(Article
inspiré de Charles Delattre, in Philosophie Magazine N°80)
L'histoire est présentée principalement par le poète Ovide
dans "Les Métamorphoses". Narcisse est un jeune homme trop beau et
trop orgueilleux. Le mage Tirésias lui prédit qu'il vivra longtemps "s'il
ne se connait pas." (Ce qu'on peut fort bien relier au mythe du Jardin
d'Eden et de ses deux arbres interdits : l'arbre de la connaissance – poison
mortel – et l'arbre de vie et ses fruits d'immortalité. Sans omettre que le
terme biblique pour connaissance ou connaitre s'applique aussi bien à la "pénétration"
intellectuelle qu'à la sexualité : Adam connut sa femme, c'est bien connu…) Narcisse mourra donc de se
connaitre lui-même, ce qui par ailleurs va à l'encontre de l'idéal platonicien du
"connais-toi toi-même" et, de nos jour, de l'idéal psy qui nous
enjoint de sonder sans cesse nos tréfonds.
Narcisse est dans l'apparence. Sa beauté attire
l'amour des filles comme des garçons, mais il reste indifférent. (On peut se
dire que Narcisse, déjà, avant même de SE voir, n'avait en quelque sorte jamais
contemplé le visage de l'autre.) Chasseur
au bois, il rencontre la nymphe Écho qui ne peut parler qu'en répétant les
paroles de l'autre. (On connait tous des copains qui s'amusent à ça… très
agaçants !). Nous voici donc déjà dans un cas de reflet : miroir,
simulacre, imitation perroquette… le double vocal avant le double visuel.

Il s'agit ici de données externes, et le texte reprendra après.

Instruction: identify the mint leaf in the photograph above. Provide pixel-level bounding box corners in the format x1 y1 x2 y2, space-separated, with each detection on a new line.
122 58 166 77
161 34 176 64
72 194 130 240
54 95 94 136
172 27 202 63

Narcisse la dédaigne, comme il a dédaigné ses autres amoureuses. Elle dépérit,
il ne restera d'elle que sa voix désincarnée : l'écho.
Les dieux condamnent Narcisse pour son dédain. Il
sera puni en aimant à son tour un objet qu'il ne peut posséder : lui-même,
ou plutôt son reflet, son double au miroir, son simulacre. Il faut bien se
souvenir que le reflet, comme l'ombre, comme l'écho, n'a aucune autonomie,
aucune initiative, il dépend entièrement de son modèle. Et si l'écho demande un
petit délai pour se manifester, le reflet, lui est instantané, il nous parvient
à la vitesse de la lumière… Quand on le découvre, c'est comme s'il était toujours
déjà là.
Narcisse, donc, se penche au dessus du bassin d'une
fontaine à l'eau parfaite, miroir mille fois plus raffiné que les miroirs d'argent
ou de cuivre de l'antiquité. Il se voit comme il n'a jamais pu se voir. Les
grecs parlaient d'eidolon : le reflet
en tant qu'il n'est jamais nous-même. De là vient le mot idole, qui fait du dieu-statue "un reflet de nous qui n'est
pas nous", un simulacre. Dans la continuité du sens, l'eidolon est le spectre, le fantôme, le double… toujours
imparfait, un peu brumeux, plus ou moins inquiétant… déjà une image de ce qui
resterait de nous dans l'au-delà d'après la mort.
Une inquiétante étrangeté à soi : le reflet est
à la fois moi et autre. Je n'est pas un autre,
non, mais cet autre n'est pas
vraiment je. Trouble du double. Notre
conscience rationnelle, pourtant, nous permet assez vite de remettre chaque
chose à sa place : je suis moi, je me sais moi, de l'intérieur, il n'est
qu'un reflet, une image extérieure à moi, un hors-là.